At one time, Boston was known for, among other things, its piano manufacturing and it was during this time that a German immigrant and his family established the M. Steinert & Sons piano store and its amazing hidden performance space, Steinert Hall. The ornate concert hall was originally opened in 1896 as a space where the ground floor piano store could show off their wares. The space quickly gained notoriety in the area due to its fabled, near-perfect acoustics earning the underground concert hall the nickname, “Little Jewel.” The main recital space was small by concert hall standards but still managed to attract the finest classical musicians and opera performers of the day. Unfortunately, 1942 would prove to be the year the music died when the hall was forced to close due to restrictive new fire codes as a result of the Cocoanut Grove nightclub fire. Rather than pay for prohibitively expensive upgrades, the theater simply closed its doors, leaving the space empty but intact.
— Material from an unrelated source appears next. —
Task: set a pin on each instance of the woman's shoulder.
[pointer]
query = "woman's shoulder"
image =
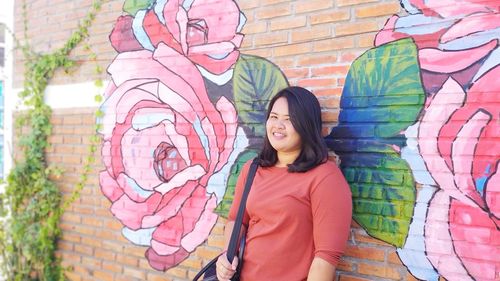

Steinert Hall still rots away, untouched and unused deep under the Steinert piano store. It seems to be used as storage for broken or abandoned pianos, adding to the mouldering look of faded opulence. Visitors are not generally allowed into the decaying hall, and employees in the surface-level store are markedly reticent to discuss the space, but some high-profile touring musicians such as Elton John have been known to check out the grand old hall.  

Know Before You Go

Steinert Hall is undergoing construction.